© Stocksak. FILEPHOTO: You can see a Taiwan flag at Liberty Square in Taipei (Taiwan), July 28, 2022. REUTERS/Ann Wang
TAIPEI (Stocksak). Taiwan is increasing its energy stocks to boost its resilience in the event a crisis. This comes as China intensifies military pressure to force Taiwan to recognize Chinese rule.
China’s August blockade drills in Taiwan following a visit by Nancy Pelosi, U.S. House Speaker, have raised concerns about Taiwan about the possibility of an attack from its giant neighbor. However, China has not ruled it out using force to take democratically-governed Taiwan under its control.
Tseng Shen-Sheng is one of Taiwan’s deputy economic ministers.
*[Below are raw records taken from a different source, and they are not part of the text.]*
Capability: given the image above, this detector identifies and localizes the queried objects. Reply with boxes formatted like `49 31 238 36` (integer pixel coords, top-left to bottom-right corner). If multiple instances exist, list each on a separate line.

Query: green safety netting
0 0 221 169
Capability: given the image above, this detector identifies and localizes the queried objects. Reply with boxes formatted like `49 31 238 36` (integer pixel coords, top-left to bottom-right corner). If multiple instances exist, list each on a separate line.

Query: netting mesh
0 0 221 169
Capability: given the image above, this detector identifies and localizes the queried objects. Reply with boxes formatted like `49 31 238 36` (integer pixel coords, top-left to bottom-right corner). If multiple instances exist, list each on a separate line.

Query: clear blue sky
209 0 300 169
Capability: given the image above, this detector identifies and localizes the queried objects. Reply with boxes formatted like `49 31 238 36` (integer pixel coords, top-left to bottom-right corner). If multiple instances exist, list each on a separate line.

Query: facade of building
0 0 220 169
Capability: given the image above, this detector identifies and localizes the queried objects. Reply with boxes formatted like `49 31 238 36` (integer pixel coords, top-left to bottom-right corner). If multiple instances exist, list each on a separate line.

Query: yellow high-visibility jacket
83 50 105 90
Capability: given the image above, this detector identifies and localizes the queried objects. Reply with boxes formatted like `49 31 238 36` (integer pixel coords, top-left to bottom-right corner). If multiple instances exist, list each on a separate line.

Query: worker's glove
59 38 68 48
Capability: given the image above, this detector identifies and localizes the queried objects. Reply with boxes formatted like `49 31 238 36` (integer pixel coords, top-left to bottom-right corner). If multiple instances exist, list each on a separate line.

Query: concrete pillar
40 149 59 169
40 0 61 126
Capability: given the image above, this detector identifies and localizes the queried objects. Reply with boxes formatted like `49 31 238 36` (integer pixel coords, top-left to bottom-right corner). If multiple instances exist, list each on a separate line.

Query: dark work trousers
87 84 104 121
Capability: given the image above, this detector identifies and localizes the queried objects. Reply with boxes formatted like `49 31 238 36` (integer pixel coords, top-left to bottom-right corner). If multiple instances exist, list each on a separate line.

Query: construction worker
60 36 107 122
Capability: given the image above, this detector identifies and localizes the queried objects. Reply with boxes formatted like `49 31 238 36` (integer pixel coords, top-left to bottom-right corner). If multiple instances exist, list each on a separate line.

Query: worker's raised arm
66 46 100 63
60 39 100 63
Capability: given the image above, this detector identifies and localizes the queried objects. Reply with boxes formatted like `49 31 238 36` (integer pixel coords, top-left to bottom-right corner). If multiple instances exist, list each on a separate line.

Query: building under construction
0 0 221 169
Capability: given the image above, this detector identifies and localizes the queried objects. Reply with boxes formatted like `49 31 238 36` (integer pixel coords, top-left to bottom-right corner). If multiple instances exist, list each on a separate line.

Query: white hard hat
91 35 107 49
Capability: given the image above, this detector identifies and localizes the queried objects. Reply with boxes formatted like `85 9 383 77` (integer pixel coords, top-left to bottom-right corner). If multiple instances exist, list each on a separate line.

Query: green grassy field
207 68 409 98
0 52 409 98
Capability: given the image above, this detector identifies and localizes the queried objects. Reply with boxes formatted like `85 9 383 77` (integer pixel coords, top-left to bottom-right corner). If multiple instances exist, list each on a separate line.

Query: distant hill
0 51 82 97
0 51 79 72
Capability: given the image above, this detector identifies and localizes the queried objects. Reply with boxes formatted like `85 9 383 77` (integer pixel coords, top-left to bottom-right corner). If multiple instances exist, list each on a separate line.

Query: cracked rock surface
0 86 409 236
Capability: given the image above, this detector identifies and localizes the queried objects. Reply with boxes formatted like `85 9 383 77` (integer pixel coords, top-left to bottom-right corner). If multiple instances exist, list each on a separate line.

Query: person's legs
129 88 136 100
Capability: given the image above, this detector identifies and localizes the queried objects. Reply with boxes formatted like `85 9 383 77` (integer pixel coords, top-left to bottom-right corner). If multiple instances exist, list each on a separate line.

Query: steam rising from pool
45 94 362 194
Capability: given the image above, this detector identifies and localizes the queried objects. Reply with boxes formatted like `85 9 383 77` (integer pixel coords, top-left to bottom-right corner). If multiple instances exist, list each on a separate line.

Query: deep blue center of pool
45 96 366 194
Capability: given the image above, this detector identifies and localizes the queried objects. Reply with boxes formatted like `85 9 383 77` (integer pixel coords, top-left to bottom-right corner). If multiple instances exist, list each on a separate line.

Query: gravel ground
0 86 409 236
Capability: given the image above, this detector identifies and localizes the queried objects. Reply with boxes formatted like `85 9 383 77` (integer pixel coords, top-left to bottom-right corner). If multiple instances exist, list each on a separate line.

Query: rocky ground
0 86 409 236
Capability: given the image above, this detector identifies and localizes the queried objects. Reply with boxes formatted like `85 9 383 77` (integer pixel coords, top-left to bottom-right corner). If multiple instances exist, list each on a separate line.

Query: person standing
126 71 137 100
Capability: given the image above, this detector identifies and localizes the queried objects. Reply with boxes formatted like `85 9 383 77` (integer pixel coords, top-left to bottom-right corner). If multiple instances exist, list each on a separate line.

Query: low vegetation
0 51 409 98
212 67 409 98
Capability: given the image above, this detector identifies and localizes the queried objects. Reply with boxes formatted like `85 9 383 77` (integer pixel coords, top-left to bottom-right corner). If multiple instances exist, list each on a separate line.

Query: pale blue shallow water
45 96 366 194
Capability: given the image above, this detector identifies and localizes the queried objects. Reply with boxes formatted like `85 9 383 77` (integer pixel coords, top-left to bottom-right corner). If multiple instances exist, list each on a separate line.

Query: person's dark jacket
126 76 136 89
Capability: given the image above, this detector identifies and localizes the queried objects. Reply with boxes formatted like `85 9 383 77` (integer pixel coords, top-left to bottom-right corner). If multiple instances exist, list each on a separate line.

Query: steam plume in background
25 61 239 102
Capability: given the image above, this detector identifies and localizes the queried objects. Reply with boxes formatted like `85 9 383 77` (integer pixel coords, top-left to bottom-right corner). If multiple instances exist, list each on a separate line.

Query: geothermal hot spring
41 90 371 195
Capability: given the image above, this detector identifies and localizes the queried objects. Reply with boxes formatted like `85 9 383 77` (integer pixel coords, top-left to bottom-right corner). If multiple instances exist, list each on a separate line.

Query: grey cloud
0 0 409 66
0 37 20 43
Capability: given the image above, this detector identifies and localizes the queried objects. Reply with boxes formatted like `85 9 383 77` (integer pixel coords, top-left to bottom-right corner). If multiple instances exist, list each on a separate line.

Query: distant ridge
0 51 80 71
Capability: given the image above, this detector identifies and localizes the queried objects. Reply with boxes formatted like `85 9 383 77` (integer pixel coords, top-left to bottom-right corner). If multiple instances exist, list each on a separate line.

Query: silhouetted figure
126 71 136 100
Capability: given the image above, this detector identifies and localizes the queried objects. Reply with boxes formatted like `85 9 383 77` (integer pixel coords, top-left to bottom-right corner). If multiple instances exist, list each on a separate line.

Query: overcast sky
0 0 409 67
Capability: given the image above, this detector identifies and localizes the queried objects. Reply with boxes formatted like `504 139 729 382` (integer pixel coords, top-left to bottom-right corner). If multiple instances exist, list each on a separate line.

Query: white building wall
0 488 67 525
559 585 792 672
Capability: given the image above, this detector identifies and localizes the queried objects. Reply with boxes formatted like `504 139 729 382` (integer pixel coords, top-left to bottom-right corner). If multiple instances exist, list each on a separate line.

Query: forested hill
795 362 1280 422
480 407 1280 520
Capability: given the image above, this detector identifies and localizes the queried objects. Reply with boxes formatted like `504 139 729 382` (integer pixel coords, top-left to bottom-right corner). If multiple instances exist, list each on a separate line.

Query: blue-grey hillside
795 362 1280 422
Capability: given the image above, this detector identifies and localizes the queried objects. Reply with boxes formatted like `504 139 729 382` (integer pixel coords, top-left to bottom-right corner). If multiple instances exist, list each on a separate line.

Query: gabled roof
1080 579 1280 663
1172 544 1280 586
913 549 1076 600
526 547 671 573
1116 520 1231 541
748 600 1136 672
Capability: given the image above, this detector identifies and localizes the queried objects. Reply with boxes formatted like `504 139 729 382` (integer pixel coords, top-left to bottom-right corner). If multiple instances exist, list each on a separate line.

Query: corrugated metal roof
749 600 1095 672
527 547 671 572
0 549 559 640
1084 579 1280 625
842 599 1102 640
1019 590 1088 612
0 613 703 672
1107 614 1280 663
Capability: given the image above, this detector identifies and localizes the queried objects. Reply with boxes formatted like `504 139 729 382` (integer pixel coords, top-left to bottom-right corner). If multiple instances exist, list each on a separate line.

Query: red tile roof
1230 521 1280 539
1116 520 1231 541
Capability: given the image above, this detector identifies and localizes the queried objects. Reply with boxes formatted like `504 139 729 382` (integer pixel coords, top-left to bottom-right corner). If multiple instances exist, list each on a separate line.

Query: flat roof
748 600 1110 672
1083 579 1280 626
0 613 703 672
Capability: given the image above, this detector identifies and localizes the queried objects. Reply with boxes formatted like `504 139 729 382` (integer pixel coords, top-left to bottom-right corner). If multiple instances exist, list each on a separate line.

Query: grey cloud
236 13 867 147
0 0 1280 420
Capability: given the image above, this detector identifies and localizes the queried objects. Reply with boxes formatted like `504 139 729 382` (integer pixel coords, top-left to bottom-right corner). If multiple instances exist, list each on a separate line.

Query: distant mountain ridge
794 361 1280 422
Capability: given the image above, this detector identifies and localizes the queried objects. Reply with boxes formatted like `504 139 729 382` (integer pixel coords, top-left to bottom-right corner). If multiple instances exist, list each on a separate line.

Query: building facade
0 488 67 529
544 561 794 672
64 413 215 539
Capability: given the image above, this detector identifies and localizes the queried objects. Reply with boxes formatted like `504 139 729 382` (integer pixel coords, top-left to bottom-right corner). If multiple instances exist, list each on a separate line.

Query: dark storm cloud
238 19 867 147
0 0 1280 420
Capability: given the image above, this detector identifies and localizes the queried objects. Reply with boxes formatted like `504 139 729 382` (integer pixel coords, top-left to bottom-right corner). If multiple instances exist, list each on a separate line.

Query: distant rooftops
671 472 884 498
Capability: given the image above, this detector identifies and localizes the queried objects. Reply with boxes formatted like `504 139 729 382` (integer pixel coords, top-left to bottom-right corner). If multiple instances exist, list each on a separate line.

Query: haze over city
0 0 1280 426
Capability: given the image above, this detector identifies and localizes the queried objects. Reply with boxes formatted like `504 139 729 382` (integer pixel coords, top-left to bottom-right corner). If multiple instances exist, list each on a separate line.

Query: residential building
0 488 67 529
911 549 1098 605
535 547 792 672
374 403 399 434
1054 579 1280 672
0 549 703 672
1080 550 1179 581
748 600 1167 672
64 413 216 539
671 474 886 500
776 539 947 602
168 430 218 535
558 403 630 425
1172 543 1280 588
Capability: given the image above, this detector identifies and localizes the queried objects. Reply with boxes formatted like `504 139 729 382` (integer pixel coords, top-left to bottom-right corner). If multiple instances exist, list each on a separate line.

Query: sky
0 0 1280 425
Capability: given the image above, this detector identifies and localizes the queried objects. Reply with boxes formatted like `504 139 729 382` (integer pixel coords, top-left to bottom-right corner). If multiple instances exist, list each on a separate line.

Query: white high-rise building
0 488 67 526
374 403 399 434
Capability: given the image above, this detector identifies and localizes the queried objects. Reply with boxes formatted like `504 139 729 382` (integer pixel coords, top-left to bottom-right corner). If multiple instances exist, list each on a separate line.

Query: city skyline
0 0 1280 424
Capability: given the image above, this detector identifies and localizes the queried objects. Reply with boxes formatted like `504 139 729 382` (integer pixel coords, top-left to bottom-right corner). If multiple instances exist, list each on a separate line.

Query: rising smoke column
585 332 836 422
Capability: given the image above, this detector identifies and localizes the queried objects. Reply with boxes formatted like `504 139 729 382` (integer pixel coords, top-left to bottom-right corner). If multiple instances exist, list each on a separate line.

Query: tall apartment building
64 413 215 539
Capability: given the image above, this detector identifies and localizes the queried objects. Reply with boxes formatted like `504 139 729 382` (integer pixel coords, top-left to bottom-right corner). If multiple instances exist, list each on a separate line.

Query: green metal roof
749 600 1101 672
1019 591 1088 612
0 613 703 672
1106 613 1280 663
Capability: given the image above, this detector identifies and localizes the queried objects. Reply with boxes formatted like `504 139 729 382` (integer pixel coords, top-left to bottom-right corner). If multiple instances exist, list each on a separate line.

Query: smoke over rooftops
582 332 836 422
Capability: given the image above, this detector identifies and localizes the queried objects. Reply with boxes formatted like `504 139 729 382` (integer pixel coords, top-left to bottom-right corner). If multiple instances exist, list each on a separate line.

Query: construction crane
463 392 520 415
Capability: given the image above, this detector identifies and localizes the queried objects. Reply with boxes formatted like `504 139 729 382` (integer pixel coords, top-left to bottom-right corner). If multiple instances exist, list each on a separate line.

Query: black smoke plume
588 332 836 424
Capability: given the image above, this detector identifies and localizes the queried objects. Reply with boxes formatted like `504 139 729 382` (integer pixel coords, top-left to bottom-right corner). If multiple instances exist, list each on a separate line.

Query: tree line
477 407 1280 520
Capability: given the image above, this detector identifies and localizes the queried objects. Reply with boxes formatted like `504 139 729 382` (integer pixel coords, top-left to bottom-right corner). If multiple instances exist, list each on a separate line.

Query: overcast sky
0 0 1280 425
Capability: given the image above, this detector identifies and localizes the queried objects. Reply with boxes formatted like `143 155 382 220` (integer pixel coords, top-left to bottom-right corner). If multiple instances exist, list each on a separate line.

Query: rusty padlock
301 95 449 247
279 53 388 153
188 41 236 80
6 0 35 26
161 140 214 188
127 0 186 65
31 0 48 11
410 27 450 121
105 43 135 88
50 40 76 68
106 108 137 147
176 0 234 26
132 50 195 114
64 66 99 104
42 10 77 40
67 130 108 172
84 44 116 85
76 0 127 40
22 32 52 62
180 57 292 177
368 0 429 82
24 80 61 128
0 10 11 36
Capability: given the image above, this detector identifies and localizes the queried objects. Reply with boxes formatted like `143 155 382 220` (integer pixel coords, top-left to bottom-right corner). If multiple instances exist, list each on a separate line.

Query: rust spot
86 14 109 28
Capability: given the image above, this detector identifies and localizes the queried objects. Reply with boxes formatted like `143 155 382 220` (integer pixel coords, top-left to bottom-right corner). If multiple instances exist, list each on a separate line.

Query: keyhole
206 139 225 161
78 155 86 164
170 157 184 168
He told Stocksak in an interview that the government is increasing its and coal inventories as part President Tsai Ingwen’s push for strengthening the island’s resilience in an emergency amidst growing global geopolitical uncertainties.
Tseng answered questions about the possibility of China imposing pressure on Taiwan, which is 98% dependent on its energy imports, by saying, “When it happens, we need to have the ability to undertake pressure to some degree.”
He said that the ministry plans on increasing natural gas inventories by building new storage facilities throughout Taiwan by 2030. This is a significant increase from the current 11-day level.
Tseng stated that coal inventories will increase in the future, while crude oil inventories will remain at an average of over 100 days. He declined to reveal details as Taiwan does not benefit from making such information public.
China claims Taiwan is its territory. Over the past two years, it has intensified military and political pressure against Taiwan. Taipei strongly opposes Beijing’s claims to sovereignty and vows that it will defend its freedoms and democracy.
The Taiwan authorities are studying Russia’s invasion in Ukraine and Taiwan’s resistance to it. They also studied war tactics and used satellites to communicate with outsiders.